Ничего подобного не было у Лорки с Эмилио Аладреном — человеком довольно ограниченным и не стремившимся обогащать духовно кого-либо рядом с собой. Правда, было простодушное восхищение юного скульптора личностью и талантом поэта. Впрочем, восхищение это не было вполне бескорыстным, так как Эмилио был готов на всё, лишь бы достичь известности или еще лучше — славы, а Федерико был именно тем человеком, кто мог ему в этом помочь. Однако не вызывает сомнений, что Федерико испытывал искреннюю привязанность к этому молодому человеку. Ведь он читал «Пир» Платона, а затем — «Рассуждение о любовной страсти» Паскаля и потому хорошо понимал, что «у сердца есть свои разумные доводы, которых разум не знает». Он прекрасно видел все недостатки друга и всё же питал к нему явную слабость. Несмотря на уговоры некоторых своих друзей, Федерико упорно продолжал считать Эмилио выдающимся скульптором и постарался, чтобы его бюст, изваянный Аладреном, стал предметом обсуждения в прессе — пусть и не «самой большой». Так, фотографию этого бюста можно было видеть в «Defensor de Granada» со следующей подписью: «Автор — Эмилио Аладрен, один из самых блистательных и многообещающих художников нового поколения». Без сомнения, эта фраза была составлена самим Лоркой.

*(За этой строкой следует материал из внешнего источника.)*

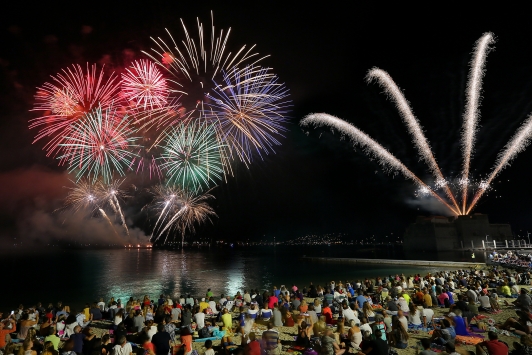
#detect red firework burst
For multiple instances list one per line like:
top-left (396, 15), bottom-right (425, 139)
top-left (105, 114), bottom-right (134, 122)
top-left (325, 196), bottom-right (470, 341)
top-left (121, 60), bottom-right (169, 110)
top-left (30, 63), bottom-right (121, 155)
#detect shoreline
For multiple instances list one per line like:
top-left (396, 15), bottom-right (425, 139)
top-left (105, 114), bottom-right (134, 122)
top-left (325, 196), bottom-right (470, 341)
top-left (301, 257), bottom-right (484, 268)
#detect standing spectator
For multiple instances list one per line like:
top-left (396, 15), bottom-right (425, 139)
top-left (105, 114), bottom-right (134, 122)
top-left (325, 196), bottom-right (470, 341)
top-left (152, 324), bottom-right (171, 355)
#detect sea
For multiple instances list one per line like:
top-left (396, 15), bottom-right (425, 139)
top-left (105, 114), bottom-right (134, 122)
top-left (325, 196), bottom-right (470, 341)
top-left (1, 245), bottom-right (485, 312)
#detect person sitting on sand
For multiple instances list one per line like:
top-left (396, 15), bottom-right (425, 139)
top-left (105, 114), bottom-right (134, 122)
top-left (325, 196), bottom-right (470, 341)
top-left (475, 331), bottom-right (508, 355)
top-left (262, 322), bottom-right (281, 355)
top-left (505, 289), bottom-right (532, 312)
top-left (321, 328), bottom-right (346, 355)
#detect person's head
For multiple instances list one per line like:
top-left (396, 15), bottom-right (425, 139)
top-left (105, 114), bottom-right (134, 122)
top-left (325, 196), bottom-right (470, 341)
top-left (102, 334), bottom-right (110, 344)
top-left (248, 332), bottom-right (256, 342)
top-left (49, 327), bottom-right (56, 336)
top-left (5, 343), bottom-right (15, 355)
top-left (157, 323), bottom-right (165, 332)
top-left (374, 330), bottom-right (382, 339)
top-left (361, 317), bottom-right (368, 325)
top-left (441, 319), bottom-right (451, 328)
top-left (118, 335), bottom-right (127, 346)
top-left (319, 315), bottom-right (326, 323)
top-left (267, 321), bottom-right (275, 330)
top-left (488, 331), bottom-right (498, 341)
top-left (397, 310), bottom-right (403, 318)
top-left (205, 340), bottom-right (213, 349)
top-left (421, 338), bottom-right (431, 350)
top-left (444, 343), bottom-right (456, 354)
top-left (74, 325), bottom-right (81, 333)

Сальвадор Дали был, конечно, в курсе всех этих перипетий и потому обратился с письмом к другу-поэту, которым восхищался и будет восхищаться всю свою жизнь, — уговаривал его прийти в себя: «Со времени твоего последнего пребывания в Мадриде (имеется в виду лето 1928 года. — Прим. пер.) ты предался тому, чего должен был бы остерегаться. Я приеду к тебе, чтобы отвезти тебя к морю — оздоровиться… И ты вспомнишь тогда, что всегда был придумщиком всяких действительно чудесных вещей…» Какая всё же преданность их великолепной дружбе! Сам Лорка отметил по поводу этого письма Сальвадора: «Таков он всегда — мой чудесный друг».
Тем временем Лорка продвигался всё дальше и дальше по своему поэтическому пути — к своей Голгофе: теперь его стихи, написанные «на полях» «Цыганского романсеро» (оно публиковалось в самый разгар его невнятной дружбы с Аладреном), сами свидетельствуют об этой эволюции. Он продолжил свою схватку с «греческой любовью»: ей посвящены два значительных текста, хотя и носящих фрагментарный характер: «Нормы», опубликованные в 1928 году, и «Ода к Сесострию», написанная в августе 1928 года и дошедшая до нас в виде черновика с некоторыми пробелами.

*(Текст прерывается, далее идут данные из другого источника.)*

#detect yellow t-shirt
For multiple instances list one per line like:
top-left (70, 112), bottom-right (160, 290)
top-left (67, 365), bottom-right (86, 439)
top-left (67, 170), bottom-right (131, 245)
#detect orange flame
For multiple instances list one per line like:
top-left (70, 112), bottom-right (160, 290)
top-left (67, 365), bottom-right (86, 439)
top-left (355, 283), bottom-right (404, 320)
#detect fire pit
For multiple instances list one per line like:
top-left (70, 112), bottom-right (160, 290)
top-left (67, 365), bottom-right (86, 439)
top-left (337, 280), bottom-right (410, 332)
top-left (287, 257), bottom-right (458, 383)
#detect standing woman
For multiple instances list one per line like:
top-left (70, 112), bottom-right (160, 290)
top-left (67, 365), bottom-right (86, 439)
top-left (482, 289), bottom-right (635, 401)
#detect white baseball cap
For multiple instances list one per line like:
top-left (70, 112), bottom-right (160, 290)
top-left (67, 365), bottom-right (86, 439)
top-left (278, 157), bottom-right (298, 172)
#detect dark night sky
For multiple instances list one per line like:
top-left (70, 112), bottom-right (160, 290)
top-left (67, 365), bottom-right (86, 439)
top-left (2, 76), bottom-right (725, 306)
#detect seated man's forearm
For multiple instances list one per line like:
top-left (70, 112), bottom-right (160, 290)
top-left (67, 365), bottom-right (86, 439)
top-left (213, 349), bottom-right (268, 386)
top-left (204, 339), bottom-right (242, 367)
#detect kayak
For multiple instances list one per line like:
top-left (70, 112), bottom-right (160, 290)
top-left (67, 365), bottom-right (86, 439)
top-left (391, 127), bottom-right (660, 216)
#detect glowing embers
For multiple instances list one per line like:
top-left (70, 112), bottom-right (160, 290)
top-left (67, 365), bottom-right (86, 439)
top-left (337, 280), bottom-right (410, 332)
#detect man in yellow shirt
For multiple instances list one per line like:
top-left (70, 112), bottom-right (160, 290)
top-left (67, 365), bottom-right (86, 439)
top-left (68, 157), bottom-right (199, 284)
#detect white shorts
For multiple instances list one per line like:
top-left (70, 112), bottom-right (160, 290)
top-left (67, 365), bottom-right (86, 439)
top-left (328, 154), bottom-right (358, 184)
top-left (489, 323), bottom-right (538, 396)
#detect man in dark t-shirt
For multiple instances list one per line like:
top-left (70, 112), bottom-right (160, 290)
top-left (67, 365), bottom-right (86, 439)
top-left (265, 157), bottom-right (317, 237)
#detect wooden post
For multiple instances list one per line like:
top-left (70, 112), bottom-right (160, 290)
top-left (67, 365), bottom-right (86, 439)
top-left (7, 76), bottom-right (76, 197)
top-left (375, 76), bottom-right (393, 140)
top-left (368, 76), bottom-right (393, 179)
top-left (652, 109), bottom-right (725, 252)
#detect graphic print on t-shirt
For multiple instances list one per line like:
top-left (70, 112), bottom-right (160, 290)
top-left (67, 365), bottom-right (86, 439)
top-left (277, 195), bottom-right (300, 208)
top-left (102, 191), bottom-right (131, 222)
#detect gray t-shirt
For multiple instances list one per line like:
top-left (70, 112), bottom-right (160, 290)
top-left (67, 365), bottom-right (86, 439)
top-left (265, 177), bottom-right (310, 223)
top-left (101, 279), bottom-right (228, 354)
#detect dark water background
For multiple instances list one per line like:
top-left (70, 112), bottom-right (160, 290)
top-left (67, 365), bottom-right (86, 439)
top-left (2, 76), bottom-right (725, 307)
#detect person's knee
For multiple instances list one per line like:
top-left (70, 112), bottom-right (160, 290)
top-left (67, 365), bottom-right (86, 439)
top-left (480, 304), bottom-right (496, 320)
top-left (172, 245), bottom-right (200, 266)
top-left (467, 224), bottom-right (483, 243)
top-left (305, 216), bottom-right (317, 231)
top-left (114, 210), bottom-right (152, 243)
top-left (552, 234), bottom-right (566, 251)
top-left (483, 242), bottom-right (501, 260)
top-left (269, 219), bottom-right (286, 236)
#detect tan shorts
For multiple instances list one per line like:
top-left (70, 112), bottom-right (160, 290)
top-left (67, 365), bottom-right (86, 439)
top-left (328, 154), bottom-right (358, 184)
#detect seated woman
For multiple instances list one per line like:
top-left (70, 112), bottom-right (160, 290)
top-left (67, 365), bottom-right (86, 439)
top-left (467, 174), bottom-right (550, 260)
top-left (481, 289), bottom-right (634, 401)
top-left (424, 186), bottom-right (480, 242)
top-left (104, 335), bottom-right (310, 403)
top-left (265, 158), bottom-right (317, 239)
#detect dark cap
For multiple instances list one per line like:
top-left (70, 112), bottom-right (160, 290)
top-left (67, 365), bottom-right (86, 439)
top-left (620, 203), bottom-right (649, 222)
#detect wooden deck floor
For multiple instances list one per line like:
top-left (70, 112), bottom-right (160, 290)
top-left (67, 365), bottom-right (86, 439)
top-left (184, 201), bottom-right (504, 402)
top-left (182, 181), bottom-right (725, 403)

«Нормы» состоят из двух десятистиший; в первом, под знаком «высокой луны», намеками воспевается любовь, не называющая своего имени: «…моя любовь живет в саду, где не умрет вовек твой стиль»; второе, под знаком солнца, посвящено женщине «оДалиске» (sic!) под шатром листвы, и в нем говорится о невозможности для поэта быть «цветком твоей судьбы, пчелой или вином, и шифром или бредом».

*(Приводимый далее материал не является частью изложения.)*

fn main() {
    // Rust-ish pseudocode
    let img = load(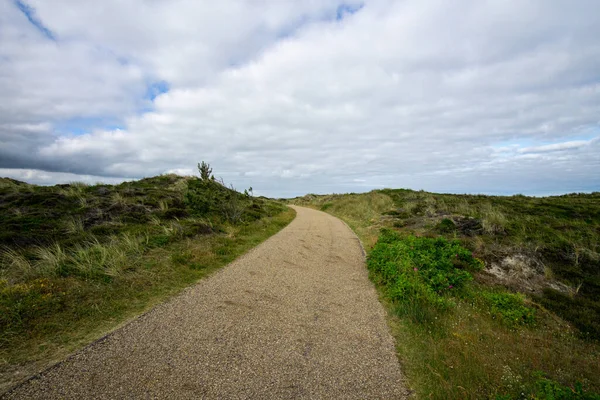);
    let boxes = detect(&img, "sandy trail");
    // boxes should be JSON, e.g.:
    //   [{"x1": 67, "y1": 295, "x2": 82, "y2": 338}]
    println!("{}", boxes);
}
[{"x1": 4, "y1": 206, "x2": 407, "y2": 399}]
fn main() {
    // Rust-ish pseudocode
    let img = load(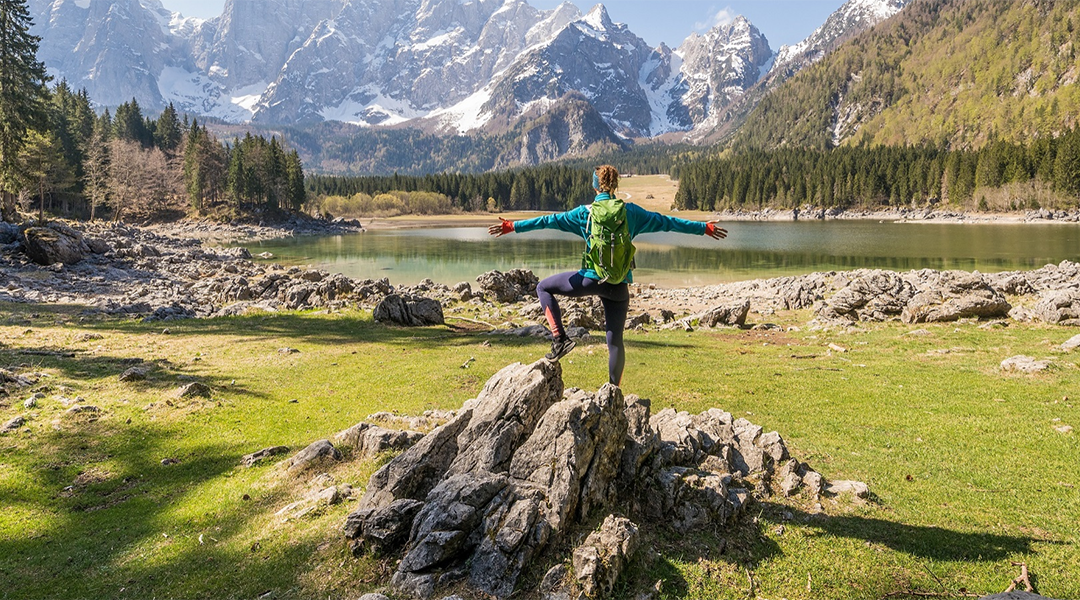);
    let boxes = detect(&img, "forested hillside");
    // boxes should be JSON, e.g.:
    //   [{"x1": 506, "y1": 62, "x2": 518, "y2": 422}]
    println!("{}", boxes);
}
[
  {"x1": 733, "y1": 0, "x2": 1080, "y2": 151},
  {"x1": 675, "y1": 127, "x2": 1080, "y2": 211}
]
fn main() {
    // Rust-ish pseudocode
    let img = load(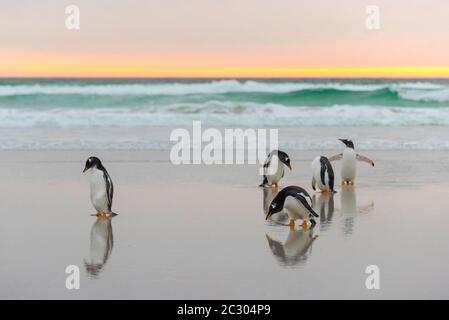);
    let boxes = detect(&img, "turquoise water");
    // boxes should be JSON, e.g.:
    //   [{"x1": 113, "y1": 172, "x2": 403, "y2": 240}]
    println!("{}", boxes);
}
[
  {"x1": 1, "y1": 78, "x2": 449, "y2": 150},
  {"x1": 0, "y1": 78, "x2": 448, "y2": 128},
  {"x1": 0, "y1": 78, "x2": 449, "y2": 108}
]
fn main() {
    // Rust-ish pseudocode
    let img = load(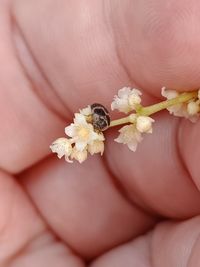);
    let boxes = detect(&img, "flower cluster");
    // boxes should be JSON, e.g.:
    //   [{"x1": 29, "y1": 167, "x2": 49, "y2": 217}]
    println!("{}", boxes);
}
[
  {"x1": 111, "y1": 87, "x2": 142, "y2": 113},
  {"x1": 111, "y1": 87, "x2": 154, "y2": 151},
  {"x1": 50, "y1": 86, "x2": 200, "y2": 163},
  {"x1": 161, "y1": 87, "x2": 200, "y2": 122},
  {"x1": 115, "y1": 115, "x2": 154, "y2": 151},
  {"x1": 50, "y1": 106, "x2": 104, "y2": 163}
]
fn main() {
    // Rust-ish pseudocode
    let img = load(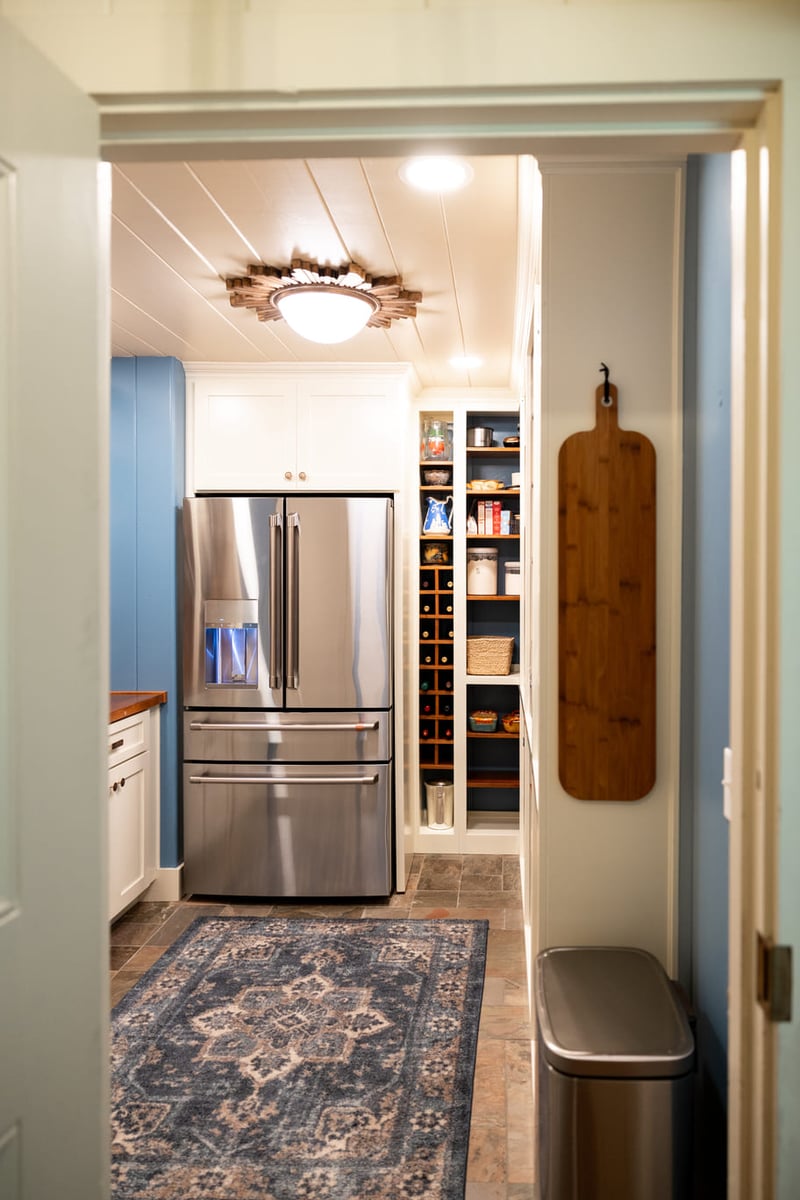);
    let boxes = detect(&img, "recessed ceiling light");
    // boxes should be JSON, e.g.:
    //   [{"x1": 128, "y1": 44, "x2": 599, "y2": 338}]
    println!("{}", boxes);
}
[
  {"x1": 399, "y1": 156, "x2": 474, "y2": 194},
  {"x1": 450, "y1": 354, "x2": 483, "y2": 370}
]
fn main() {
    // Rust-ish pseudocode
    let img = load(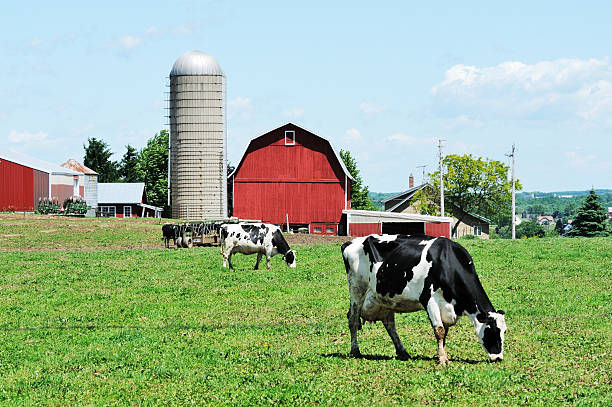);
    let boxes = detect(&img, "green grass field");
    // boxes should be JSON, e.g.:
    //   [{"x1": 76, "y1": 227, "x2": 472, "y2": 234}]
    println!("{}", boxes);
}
[{"x1": 0, "y1": 215, "x2": 610, "y2": 406}]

Еще более таинственна «Ода к Сесострию» — тем более что она известна нам лишь в наброске: в ней идет речь о Сарданапале, знаменитом ассирийском деспоте, — Делакруа даже создал картину, изображающую его самоубийство прямо на ложе распутства посреди своих рабов и фаворитов. У Лорки этот персонаж назван «великим андрогином» и вызывает явное отвращение (в упомянутом черновике он был прямо назван «гомосексуалом»). В этой поэме все образы чрезмерны — это было свойственно и всем французским романтикам, от Делакруа до Виктора Гюго; здесь появляется японская бабочка, пропитанная «кровью миллиона трехсот тысяч и одной зарезанной девушки»… Великому распутнику Сарданапалу, похотливому и женоподобному, поэт противопоставляет греческого героя Сесострия (или, возможно, фараона Рамзеса II) — в нем он видит воплощение победительной мужественности: «Это жаркий ветер, горная вершина, светом иссеченная…» Ясно одно: Лорке трудно в поэтических строках дать точное определение своим чувствам — ему гораздо легче будет сделать это посредством своего театра: ведь это то место, где под масками живет подлинная свобода мыслей и чувств, позволяющая говорить на общепонятном языке и показывать жизнь во всей ее сложности, — как, например, в пьесе «Публика».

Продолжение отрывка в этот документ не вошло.